Methodology
This section provides technical details regarding the algorithm used for the
detection of 1D anomalies.
Anomalies are identified from the detection of maximum, minimum and inflection
points calculated from the first and second order derivatives of individual
data channels. The algorithm relies on the
Numpy.fft
routine for the calculation of derivatives in the Fourier domain.
Detection parameters are available for filtering and grouping co-located
anomalies. The selection process is done in the following order:
Primary detection
Loop over the selected data channels:
Apply the Minimum Data Value threshold.
For every maximum (peak) found on a profile, look on either side for
inflection and minimum points. This forms an anomaly.
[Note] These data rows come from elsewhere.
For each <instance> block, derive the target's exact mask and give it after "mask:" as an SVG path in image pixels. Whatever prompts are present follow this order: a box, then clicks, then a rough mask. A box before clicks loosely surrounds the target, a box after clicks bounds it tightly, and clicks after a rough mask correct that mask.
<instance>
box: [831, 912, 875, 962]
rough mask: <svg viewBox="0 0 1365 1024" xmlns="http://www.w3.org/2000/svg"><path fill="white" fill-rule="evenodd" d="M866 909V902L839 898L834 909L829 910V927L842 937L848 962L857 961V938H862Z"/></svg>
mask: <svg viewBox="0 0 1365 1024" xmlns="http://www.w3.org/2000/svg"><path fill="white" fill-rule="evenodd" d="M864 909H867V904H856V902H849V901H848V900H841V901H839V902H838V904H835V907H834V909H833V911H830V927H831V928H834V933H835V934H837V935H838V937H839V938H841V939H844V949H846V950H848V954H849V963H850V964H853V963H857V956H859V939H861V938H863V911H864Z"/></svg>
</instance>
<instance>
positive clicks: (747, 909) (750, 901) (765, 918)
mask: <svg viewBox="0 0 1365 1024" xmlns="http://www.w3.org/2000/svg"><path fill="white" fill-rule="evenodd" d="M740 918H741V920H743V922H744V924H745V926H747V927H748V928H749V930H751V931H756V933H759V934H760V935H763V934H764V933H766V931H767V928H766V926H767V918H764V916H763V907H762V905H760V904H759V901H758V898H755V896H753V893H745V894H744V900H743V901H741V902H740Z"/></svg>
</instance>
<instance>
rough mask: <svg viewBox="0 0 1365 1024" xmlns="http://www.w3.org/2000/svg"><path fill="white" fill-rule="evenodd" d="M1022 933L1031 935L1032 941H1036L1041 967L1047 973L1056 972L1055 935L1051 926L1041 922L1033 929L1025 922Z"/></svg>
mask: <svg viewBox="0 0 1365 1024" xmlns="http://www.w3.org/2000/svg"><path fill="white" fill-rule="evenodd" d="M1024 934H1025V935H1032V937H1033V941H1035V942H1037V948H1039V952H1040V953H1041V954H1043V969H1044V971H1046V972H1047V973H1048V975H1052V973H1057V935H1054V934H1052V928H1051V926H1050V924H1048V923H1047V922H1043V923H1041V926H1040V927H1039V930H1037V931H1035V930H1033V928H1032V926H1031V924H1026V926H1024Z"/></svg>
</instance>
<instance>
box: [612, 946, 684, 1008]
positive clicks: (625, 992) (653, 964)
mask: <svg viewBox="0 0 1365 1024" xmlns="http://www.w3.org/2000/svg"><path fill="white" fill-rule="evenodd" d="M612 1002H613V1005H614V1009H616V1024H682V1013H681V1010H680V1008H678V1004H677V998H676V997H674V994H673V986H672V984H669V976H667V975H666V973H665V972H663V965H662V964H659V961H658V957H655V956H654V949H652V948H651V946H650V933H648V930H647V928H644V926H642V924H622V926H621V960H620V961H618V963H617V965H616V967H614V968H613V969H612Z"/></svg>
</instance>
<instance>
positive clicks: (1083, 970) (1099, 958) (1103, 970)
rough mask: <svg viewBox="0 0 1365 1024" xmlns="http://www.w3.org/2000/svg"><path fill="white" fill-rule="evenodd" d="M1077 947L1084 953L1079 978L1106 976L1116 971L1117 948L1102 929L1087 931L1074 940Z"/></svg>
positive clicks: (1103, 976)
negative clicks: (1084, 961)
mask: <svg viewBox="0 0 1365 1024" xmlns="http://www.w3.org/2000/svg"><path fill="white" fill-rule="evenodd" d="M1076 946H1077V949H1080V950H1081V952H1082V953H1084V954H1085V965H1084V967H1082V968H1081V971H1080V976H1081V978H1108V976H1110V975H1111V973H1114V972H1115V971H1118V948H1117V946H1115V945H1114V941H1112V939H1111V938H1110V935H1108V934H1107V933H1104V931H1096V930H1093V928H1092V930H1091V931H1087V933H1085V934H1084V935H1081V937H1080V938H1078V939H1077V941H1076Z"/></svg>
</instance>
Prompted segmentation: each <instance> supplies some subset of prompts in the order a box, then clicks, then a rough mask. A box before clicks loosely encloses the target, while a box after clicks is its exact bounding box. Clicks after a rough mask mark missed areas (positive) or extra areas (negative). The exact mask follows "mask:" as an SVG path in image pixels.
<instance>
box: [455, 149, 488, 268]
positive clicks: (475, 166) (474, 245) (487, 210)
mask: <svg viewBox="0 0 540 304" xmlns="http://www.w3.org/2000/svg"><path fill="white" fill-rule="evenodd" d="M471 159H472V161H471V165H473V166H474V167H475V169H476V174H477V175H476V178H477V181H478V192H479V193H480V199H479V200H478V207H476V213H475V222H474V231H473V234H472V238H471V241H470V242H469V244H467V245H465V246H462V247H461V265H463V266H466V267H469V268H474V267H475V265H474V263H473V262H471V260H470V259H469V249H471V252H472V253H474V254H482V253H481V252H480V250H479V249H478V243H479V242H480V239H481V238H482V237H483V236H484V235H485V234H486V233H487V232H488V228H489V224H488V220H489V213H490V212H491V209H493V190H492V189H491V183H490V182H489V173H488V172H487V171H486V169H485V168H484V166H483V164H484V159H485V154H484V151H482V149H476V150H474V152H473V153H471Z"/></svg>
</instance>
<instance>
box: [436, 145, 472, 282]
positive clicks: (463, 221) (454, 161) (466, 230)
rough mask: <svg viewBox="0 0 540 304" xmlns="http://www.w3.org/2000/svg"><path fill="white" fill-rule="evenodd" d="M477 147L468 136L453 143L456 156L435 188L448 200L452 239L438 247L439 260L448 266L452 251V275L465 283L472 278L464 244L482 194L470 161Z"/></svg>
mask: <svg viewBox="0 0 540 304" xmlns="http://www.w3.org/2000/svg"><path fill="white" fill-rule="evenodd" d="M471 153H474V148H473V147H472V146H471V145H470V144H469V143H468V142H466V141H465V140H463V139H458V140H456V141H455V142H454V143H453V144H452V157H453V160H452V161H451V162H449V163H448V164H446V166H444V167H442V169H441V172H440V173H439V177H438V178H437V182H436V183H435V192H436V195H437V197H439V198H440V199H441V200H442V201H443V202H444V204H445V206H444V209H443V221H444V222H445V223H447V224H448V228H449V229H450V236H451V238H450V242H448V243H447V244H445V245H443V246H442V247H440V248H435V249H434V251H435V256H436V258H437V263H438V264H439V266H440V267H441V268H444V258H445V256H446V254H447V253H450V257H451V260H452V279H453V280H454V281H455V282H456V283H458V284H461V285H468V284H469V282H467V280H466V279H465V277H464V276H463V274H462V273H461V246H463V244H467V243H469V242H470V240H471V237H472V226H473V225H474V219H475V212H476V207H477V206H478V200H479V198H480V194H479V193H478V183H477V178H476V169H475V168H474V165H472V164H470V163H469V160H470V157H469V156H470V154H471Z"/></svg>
Keep all anomalies larger than the Minimum Amplitude
Grouping
Anomalies found along individual data channels are grouped based on spatial
proximity:
Find all peaks within the Maximum Peak Migration distance. The nearest peak is
used if multiple peaks are found on a single channel.
Create an anomaly group that satisfies the following criteria:
Minimum Amplitude
property PeakFinderParams. min_amplitude : int
Threshold on the minimum amplitude of the anomaly, expressed as
a percent of the height scaled by the minimum value.
Threshold value (\(\delta A\) ) for filtering small anomalies based on the anomaly
minimum (\(d_{min}\) ) and maximum (\(d_{max}\) ).
\[\delta A = \left|\left|\frac{d_{max} - d_{min}}{d_{min}}\right|\right| \cdot 100\]
See figure for a visual example of the anomaly amplitude.
Todo
Add figure showing the effect on anomaly identification
Minimum Data Value
property PeakFinderParams. min_value : float
Minimum absolute data value to be considered for anomaly detection.
The minimum data threshold (\(\delta_d\) ) (see Figure ) can be defined by:
\[\begin{split}\begin{equation}
d_i =
\begin{cases}
d_i & \;\text{for } d_i > \delta_d \\
nan & \;\text{for } d_i \leq \delta_d\\
\end{cases}
\end{equation}\end{split}\]
Todo
Add figure showing the effect on anomaly identification
Minimum Width
property PeakFinderParams. min_width : float
Minimum anomaly width (m) measured between start and end of bounding minima.
Todo
Add figure showing the effect of anomaly identification
See figure for a visual example of the anomaly width.
Maximum Peak Migration
property PeakFinderParams. max_migration : float
Threshold on the lateral shift (m) of peaks within a grouping of anomalies.
Todo
Add figure showing the effect of anomaly identification
See figure for a visual example of migration within a
group of anomalies.
Minimum number of channels
property PeakFinderParams. min_channels : int
Minimum number of data channels required to form a group.
Todo
Add figure showing the effect of anomaly identification
See figure for a visual example of channels making up a
group of anomalies.
Merge N Peaks
property PeakFinderParams. n_groups : int
Number of consecutive peaks to merge into a single anomaly.
Todo
Add figure showing the effect of anomaly identification
Max Group Separation
property PeakFinderParams. max_separation : float
Maximum separation between peaks to merge into single anomaly.
Todo
Add figure showing the effect of anomaly identification
Smoothing
property PeakFinderParams. smoothing : int
Number of neighbors used in running mean smoothing.
The running mean replaces each data by the average of it’s N neighbours:
\[d_i = \frac{1}{N}\sum_{j=-\frac{N}{2}}^{\frac{N}{2}}d_{i+j}\]
where averaging becomes one sided at both ends of the profile. The result is a
smoothed data set where the degree of smoothing scales with the number of
neighbours used in the mean.
Todo
Add reference figure shown for plot residuals.
Show residual
Option to show the positive (blue) and negative (red) residual between the
original and smoothed profile. Useful to highlight smaller anomalies within
larger trends.
Masking Data
property PeakFinderParams. masking_data : geoh5py.data.data.Data | None
Mask object to focus peak finding within an area of interest.